A l’automne de l’année dernière, la chancelière allemande a créé un concept tellement inouï qu’il eut un effet proprement libérateur. Angela Merkel a combiné l’épithète «conforme au marché» avec le mot «démocratie». Outre l’analogie frappante avec la «démocratie dirigée» chère à Vladimir Poutine, ce concept de «démocratie conforme au marché» dit clairement où nous en sommes. Qui fait la loi, c’est soudain clair. Inutile de recourir à l’étymologie pour voir qu’une démocratie conforme au marché n’est plus une démocratie.
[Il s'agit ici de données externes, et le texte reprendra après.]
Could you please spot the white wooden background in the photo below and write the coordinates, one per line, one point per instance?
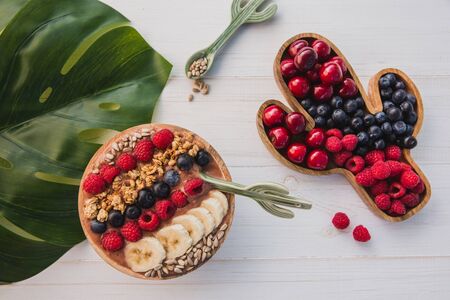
(305, 258)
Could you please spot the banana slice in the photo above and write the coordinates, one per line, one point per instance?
(222, 199)
(193, 226)
(144, 254)
(205, 217)
(175, 239)
(215, 208)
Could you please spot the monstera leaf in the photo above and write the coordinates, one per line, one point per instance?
(72, 73)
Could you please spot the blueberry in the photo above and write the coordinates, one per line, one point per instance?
(320, 121)
(369, 120)
(399, 128)
(357, 124)
(409, 142)
(398, 96)
(323, 110)
(384, 82)
(380, 117)
(146, 198)
(185, 162)
(202, 158)
(172, 177)
(115, 218)
(375, 132)
(161, 189)
(386, 93)
(363, 138)
(350, 106)
(306, 103)
(337, 102)
(394, 114)
(97, 226)
(132, 212)
(379, 144)
(386, 128)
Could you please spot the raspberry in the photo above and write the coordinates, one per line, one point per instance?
(381, 170)
(94, 184)
(355, 164)
(410, 200)
(341, 157)
(109, 173)
(165, 209)
(333, 144)
(179, 198)
(340, 220)
(383, 201)
(395, 166)
(418, 189)
(349, 142)
(361, 234)
(365, 178)
(162, 139)
(396, 190)
(409, 179)
(131, 231)
(143, 150)
(148, 221)
(381, 187)
(393, 152)
(112, 241)
(374, 156)
(193, 186)
(126, 162)
(334, 132)
(397, 208)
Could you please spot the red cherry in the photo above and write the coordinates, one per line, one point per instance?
(317, 160)
(348, 88)
(296, 46)
(273, 115)
(323, 49)
(295, 122)
(340, 62)
(323, 92)
(288, 68)
(296, 152)
(331, 73)
(305, 59)
(279, 136)
(315, 138)
(299, 86)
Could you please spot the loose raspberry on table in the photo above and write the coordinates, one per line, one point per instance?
(393, 152)
(383, 201)
(193, 186)
(131, 231)
(109, 173)
(165, 209)
(112, 241)
(162, 139)
(374, 156)
(126, 162)
(349, 142)
(143, 150)
(355, 164)
(409, 179)
(361, 234)
(333, 144)
(178, 198)
(340, 220)
(94, 184)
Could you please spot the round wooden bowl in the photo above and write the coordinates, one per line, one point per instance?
(373, 104)
(114, 258)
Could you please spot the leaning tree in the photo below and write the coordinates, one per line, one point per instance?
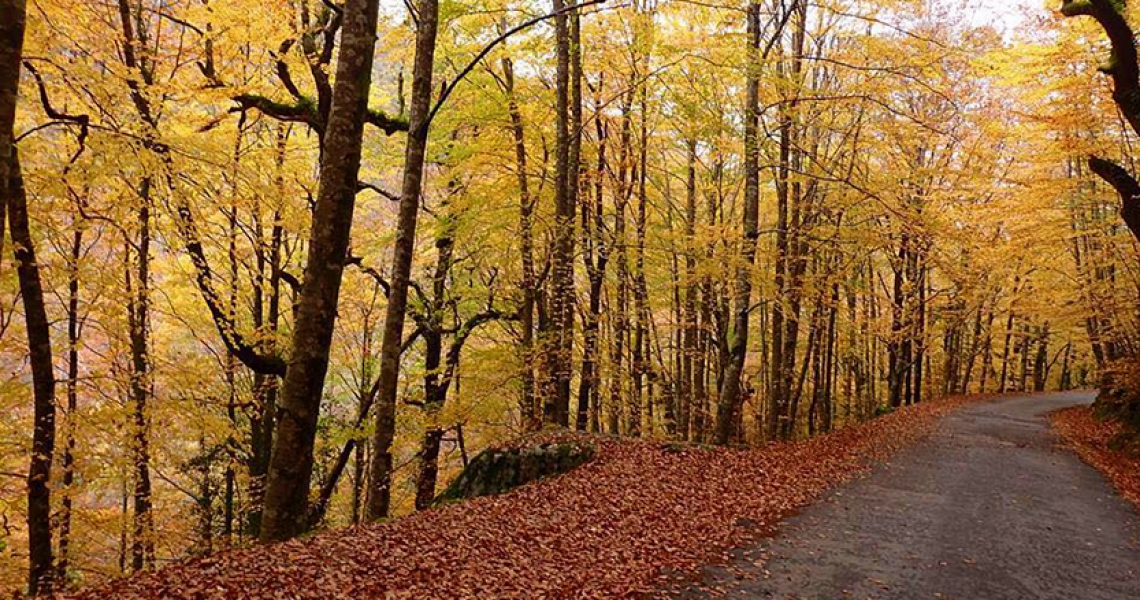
(1122, 65)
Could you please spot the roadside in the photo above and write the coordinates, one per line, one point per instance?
(1094, 440)
(986, 508)
(638, 516)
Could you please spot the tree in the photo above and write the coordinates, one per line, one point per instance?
(291, 464)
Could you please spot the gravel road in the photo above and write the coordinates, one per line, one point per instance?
(988, 508)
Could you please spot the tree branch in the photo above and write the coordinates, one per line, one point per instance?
(234, 341)
(1125, 185)
(1122, 65)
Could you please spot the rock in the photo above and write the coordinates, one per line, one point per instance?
(498, 470)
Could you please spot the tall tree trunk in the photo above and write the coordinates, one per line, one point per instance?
(731, 395)
(39, 337)
(291, 464)
(67, 460)
(140, 387)
(561, 343)
(43, 381)
(410, 192)
(595, 256)
(528, 407)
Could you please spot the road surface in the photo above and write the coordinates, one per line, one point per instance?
(988, 508)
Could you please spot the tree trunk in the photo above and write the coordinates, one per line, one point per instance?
(43, 382)
(528, 406)
(291, 464)
(731, 395)
(412, 189)
(561, 343)
(140, 388)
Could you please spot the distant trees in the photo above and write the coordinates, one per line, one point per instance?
(14, 210)
(624, 219)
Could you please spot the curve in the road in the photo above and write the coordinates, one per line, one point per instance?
(988, 508)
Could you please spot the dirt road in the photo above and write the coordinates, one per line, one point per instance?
(988, 508)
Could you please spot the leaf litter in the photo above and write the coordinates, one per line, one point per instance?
(641, 517)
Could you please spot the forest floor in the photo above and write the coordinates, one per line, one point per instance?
(988, 507)
(642, 518)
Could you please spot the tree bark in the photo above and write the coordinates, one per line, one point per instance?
(731, 394)
(380, 485)
(291, 464)
(43, 382)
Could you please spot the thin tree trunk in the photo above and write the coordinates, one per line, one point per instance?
(43, 381)
(731, 395)
(140, 389)
(528, 405)
(412, 189)
(291, 464)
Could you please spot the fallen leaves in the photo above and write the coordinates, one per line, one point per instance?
(1093, 440)
(611, 528)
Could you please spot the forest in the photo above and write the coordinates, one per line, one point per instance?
(288, 266)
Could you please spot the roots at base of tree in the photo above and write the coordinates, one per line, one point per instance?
(1120, 400)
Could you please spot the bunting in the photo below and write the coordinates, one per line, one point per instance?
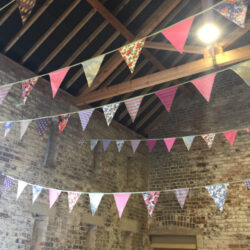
(151, 199)
(72, 198)
(84, 117)
(181, 195)
(121, 200)
(56, 79)
(130, 53)
(188, 140)
(205, 85)
(95, 200)
(132, 106)
(234, 10)
(218, 193)
(109, 111)
(91, 68)
(178, 33)
(167, 96)
(27, 86)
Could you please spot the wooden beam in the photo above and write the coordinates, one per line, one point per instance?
(30, 52)
(27, 25)
(202, 65)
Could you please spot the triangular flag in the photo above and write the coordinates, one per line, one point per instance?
(91, 68)
(205, 85)
(62, 120)
(130, 53)
(95, 199)
(169, 143)
(151, 199)
(23, 127)
(188, 140)
(7, 183)
(151, 144)
(230, 135)
(181, 195)
(21, 186)
(178, 33)
(243, 70)
(85, 116)
(53, 195)
(218, 193)
(56, 79)
(121, 200)
(235, 11)
(7, 126)
(36, 190)
(135, 144)
(209, 139)
(105, 144)
(27, 86)
(109, 111)
(119, 144)
(73, 198)
(167, 96)
(25, 8)
(93, 144)
(4, 92)
(132, 106)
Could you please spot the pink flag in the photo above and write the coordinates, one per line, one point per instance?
(230, 135)
(167, 96)
(169, 143)
(121, 201)
(151, 144)
(56, 79)
(177, 34)
(53, 195)
(205, 85)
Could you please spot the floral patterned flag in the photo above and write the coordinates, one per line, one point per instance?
(234, 10)
(62, 122)
(205, 85)
(178, 33)
(25, 8)
(121, 200)
(218, 193)
(85, 116)
(27, 86)
(53, 195)
(230, 135)
(91, 68)
(119, 144)
(132, 106)
(169, 142)
(56, 79)
(243, 70)
(73, 198)
(130, 53)
(181, 195)
(188, 140)
(109, 111)
(36, 190)
(209, 139)
(95, 200)
(151, 199)
(167, 96)
(21, 186)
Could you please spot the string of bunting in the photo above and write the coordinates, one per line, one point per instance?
(216, 191)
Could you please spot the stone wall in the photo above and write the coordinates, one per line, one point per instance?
(69, 167)
(229, 108)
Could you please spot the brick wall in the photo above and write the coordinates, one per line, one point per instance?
(229, 108)
(73, 167)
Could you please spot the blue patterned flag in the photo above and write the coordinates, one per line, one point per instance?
(218, 193)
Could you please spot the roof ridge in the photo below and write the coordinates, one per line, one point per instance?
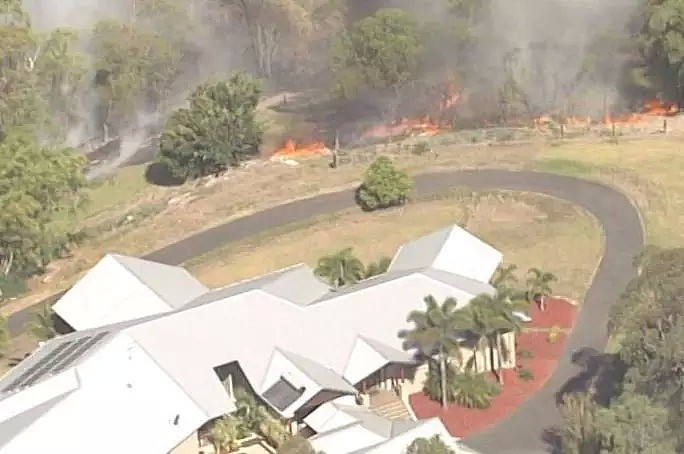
(142, 281)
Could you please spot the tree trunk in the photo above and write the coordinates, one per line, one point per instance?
(443, 377)
(499, 359)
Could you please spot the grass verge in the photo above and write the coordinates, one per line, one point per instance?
(525, 227)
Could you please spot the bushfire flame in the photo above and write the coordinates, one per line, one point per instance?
(422, 127)
(651, 108)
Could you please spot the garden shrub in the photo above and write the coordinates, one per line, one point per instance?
(525, 374)
(383, 186)
(554, 332)
(467, 390)
(11, 286)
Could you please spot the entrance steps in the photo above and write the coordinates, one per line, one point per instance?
(388, 405)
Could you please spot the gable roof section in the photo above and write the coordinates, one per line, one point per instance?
(324, 377)
(173, 284)
(296, 284)
(13, 426)
(466, 284)
(52, 359)
(452, 249)
(120, 288)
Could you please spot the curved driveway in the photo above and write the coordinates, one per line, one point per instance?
(522, 432)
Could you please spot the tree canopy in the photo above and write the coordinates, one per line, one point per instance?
(383, 186)
(380, 51)
(432, 445)
(36, 184)
(646, 413)
(218, 130)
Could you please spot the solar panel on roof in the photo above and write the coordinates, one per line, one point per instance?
(50, 357)
(79, 351)
(46, 364)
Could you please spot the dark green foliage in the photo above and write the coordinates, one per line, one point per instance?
(340, 268)
(432, 445)
(635, 424)
(383, 186)
(464, 389)
(296, 445)
(646, 415)
(435, 332)
(42, 325)
(217, 131)
(5, 336)
(433, 387)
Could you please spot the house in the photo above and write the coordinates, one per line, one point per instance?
(347, 428)
(120, 288)
(293, 341)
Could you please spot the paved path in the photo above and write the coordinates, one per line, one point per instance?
(523, 431)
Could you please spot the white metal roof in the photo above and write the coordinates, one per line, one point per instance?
(452, 249)
(120, 288)
(347, 429)
(333, 338)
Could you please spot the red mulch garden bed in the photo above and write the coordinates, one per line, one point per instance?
(558, 312)
(462, 422)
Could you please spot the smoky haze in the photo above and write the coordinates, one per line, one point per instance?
(538, 45)
(216, 57)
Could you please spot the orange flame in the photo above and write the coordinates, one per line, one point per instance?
(451, 97)
(291, 149)
(656, 107)
(652, 108)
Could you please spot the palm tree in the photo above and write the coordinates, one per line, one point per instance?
(498, 311)
(224, 434)
(436, 331)
(5, 336)
(538, 285)
(376, 268)
(340, 268)
(479, 323)
(296, 445)
(42, 325)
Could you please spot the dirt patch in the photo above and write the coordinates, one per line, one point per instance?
(463, 422)
(521, 230)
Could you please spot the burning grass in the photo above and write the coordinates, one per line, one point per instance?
(647, 170)
(523, 226)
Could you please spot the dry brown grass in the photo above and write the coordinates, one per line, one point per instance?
(647, 170)
(20, 346)
(524, 227)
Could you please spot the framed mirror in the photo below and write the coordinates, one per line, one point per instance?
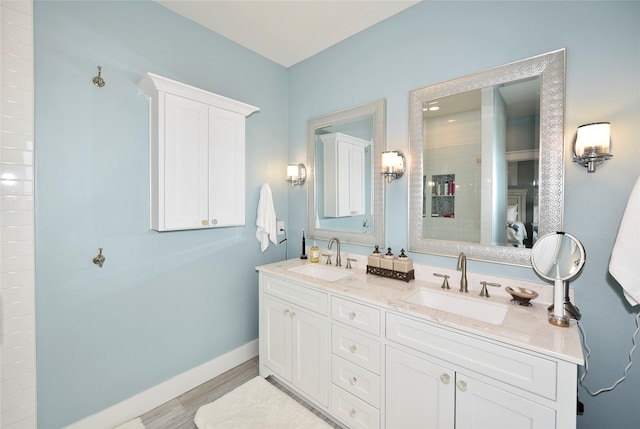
(346, 190)
(487, 161)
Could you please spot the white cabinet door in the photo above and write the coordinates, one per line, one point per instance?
(419, 393)
(296, 347)
(344, 175)
(226, 168)
(185, 183)
(481, 406)
(276, 350)
(311, 355)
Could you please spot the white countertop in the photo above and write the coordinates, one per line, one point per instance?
(525, 327)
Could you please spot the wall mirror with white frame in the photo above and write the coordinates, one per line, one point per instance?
(487, 154)
(346, 192)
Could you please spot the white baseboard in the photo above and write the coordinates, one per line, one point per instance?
(157, 395)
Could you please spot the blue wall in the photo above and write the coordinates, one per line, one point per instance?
(435, 41)
(163, 303)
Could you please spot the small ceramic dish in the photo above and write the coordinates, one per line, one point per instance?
(521, 295)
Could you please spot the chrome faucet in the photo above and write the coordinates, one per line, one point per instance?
(338, 259)
(462, 266)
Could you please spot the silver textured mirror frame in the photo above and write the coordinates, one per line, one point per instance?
(376, 109)
(551, 68)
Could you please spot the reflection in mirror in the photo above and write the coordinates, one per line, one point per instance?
(487, 161)
(558, 256)
(346, 196)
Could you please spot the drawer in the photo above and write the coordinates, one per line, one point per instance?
(522, 370)
(356, 380)
(352, 411)
(356, 348)
(356, 315)
(296, 294)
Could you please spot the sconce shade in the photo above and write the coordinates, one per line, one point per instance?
(593, 144)
(296, 174)
(392, 165)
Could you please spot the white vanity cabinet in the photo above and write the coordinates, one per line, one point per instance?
(369, 363)
(344, 174)
(294, 336)
(445, 379)
(197, 152)
(356, 363)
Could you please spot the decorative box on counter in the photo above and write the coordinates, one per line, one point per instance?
(400, 268)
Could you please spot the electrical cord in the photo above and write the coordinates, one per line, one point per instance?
(586, 359)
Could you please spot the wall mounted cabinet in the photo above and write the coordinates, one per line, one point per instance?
(197, 152)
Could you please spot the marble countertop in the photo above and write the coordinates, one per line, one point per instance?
(525, 327)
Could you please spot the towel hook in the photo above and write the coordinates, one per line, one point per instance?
(97, 80)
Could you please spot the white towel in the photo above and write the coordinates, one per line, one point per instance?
(266, 219)
(624, 265)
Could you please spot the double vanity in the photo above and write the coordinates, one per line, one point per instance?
(373, 352)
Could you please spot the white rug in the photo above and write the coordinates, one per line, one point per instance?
(257, 404)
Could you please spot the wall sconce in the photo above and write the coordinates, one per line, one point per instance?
(296, 174)
(392, 165)
(592, 145)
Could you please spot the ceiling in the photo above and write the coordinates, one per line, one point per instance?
(287, 31)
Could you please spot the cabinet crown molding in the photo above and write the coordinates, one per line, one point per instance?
(151, 84)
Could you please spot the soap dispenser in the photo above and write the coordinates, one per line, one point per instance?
(315, 253)
(403, 263)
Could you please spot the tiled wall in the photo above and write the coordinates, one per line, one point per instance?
(457, 157)
(17, 355)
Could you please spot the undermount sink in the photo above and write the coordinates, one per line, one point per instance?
(484, 311)
(320, 272)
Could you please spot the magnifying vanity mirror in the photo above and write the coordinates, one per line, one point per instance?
(559, 257)
(487, 157)
(346, 194)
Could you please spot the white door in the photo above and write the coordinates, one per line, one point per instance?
(311, 355)
(277, 348)
(481, 406)
(419, 393)
(186, 184)
(226, 168)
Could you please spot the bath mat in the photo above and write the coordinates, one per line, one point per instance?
(257, 404)
(133, 424)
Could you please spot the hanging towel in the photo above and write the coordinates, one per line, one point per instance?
(624, 265)
(266, 219)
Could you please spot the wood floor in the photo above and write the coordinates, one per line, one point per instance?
(179, 412)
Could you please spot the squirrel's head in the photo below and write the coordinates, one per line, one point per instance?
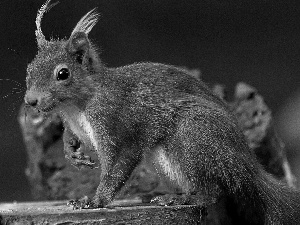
(61, 71)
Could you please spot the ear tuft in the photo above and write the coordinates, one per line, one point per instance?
(86, 23)
(78, 45)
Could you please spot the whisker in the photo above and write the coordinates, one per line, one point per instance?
(14, 81)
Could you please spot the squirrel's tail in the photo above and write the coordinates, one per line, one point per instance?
(281, 203)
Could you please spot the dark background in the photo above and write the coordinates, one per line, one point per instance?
(255, 41)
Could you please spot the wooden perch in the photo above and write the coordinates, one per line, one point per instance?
(57, 212)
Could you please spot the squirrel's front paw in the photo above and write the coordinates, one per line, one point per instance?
(74, 153)
(79, 159)
(83, 203)
(170, 199)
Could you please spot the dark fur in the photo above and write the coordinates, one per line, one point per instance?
(159, 112)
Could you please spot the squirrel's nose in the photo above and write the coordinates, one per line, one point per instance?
(31, 100)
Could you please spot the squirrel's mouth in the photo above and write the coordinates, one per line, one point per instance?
(47, 109)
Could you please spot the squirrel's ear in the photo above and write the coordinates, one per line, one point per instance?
(78, 45)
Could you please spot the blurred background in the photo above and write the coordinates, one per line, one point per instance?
(257, 42)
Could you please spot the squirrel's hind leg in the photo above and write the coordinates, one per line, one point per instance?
(73, 150)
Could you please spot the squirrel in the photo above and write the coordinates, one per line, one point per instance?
(155, 111)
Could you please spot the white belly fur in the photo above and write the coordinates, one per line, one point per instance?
(79, 124)
(85, 124)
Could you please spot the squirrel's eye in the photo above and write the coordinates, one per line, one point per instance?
(63, 74)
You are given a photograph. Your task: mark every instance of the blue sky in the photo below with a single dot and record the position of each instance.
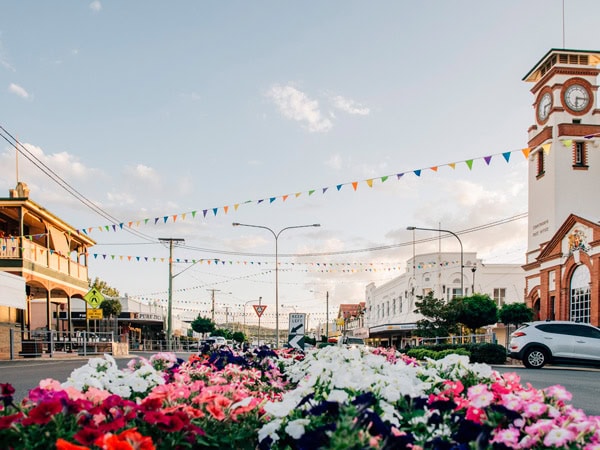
(155, 109)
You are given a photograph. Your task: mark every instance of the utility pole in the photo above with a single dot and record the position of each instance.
(170, 303)
(327, 315)
(213, 303)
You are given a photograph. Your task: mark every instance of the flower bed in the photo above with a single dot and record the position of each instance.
(333, 398)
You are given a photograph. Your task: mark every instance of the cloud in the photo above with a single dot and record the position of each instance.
(349, 106)
(296, 105)
(142, 172)
(121, 198)
(18, 90)
(96, 6)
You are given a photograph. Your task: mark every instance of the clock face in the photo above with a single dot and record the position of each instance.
(544, 106)
(577, 97)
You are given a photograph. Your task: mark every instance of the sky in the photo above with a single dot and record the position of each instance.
(177, 119)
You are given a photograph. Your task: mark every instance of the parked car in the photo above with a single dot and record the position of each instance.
(351, 341)
(213, 341)
(542, 342)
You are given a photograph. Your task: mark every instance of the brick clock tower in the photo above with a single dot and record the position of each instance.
(564, 187)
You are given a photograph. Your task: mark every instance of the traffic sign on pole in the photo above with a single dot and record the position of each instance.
(94, 298)
(297, 329)
(260, 309)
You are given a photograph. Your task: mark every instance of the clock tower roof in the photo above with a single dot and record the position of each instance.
(562, 57)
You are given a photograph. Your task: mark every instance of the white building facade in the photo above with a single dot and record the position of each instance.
(390, 308)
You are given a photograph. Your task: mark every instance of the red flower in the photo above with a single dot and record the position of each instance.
(87, 435)
(127, 440)
(151, 404)
(43, 413)
(6, 389)
(7, 421)
(174, 422)
(61, 444)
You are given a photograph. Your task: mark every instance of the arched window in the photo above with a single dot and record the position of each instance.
(579, 295)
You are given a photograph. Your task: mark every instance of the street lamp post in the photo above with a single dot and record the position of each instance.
(462, 292)
(326, 313)
(249, 301)
(276, 236)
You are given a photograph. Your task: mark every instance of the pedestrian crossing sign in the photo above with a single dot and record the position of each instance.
(94, 298)
(259, 309)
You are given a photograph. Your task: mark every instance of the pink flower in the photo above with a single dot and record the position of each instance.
(475, 415)
(480, 396)
(558, 437)
(558, 393)
(508, 437)
(535, 409)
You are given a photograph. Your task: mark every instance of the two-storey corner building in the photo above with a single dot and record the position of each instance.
(48, 254)
(390, 308)
(563, 253)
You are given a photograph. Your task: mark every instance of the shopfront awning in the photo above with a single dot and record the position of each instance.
(390, 327)
(12, 291)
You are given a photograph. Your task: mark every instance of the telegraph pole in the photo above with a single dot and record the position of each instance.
(213, 303)
(170, 303)
(327, 315)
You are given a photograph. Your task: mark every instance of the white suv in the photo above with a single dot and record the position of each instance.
(541, 342)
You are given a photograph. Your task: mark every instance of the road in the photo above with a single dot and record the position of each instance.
(582, 383)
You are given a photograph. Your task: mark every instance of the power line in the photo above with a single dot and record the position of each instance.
(14, 142)
(367, 249)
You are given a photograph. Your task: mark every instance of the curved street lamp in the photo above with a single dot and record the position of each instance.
(276, 236)
(462, 292)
L’avantage de cette formule, c’est d’avoir trouvé un concept correspondant à ce que nous vivons. Car il est dès lors plus facile de formuler la position opposée, exprimant ce qui est nécessaire : des «marchés conformes à la démocratie». Si nous voulons survivre économiquement, socialement, écologiquement et éthiquement, il faut des marchés conformes à la démocratie.
N’est-il pas monstrueux d’entendre dire, presque tous les jours, que les gouvernements doivent «calmer les marchés» et «retrouver la confiance des marchés» ? Par marchés, on entend dans ce cas les Bourses et les marchés financiers, donc les acteurs qui, dans leur propre intérêt ou celui de leurs mandants, spéculent pour faire le maximum de profit. Est-ce que ce ne sont pas eux qui ont soulagé la collectivité d’une quantité inimaginable de milliards ? Et c’est leur confiance que nos plus hauts représentants du peuple devraient s’efforcer de regagner ? C’est la collectivité, c’est nous qui devons fixer les règles selon lesquelles les marchés ont le droit de fonctionner. Mais, en fin de compte, c’est nous qui devons dire quelle société nous voulons.
INGO SCHULZE Ecrivain allemand (né en RDA).
Traduit de l’allemand par Bernard Lortholary.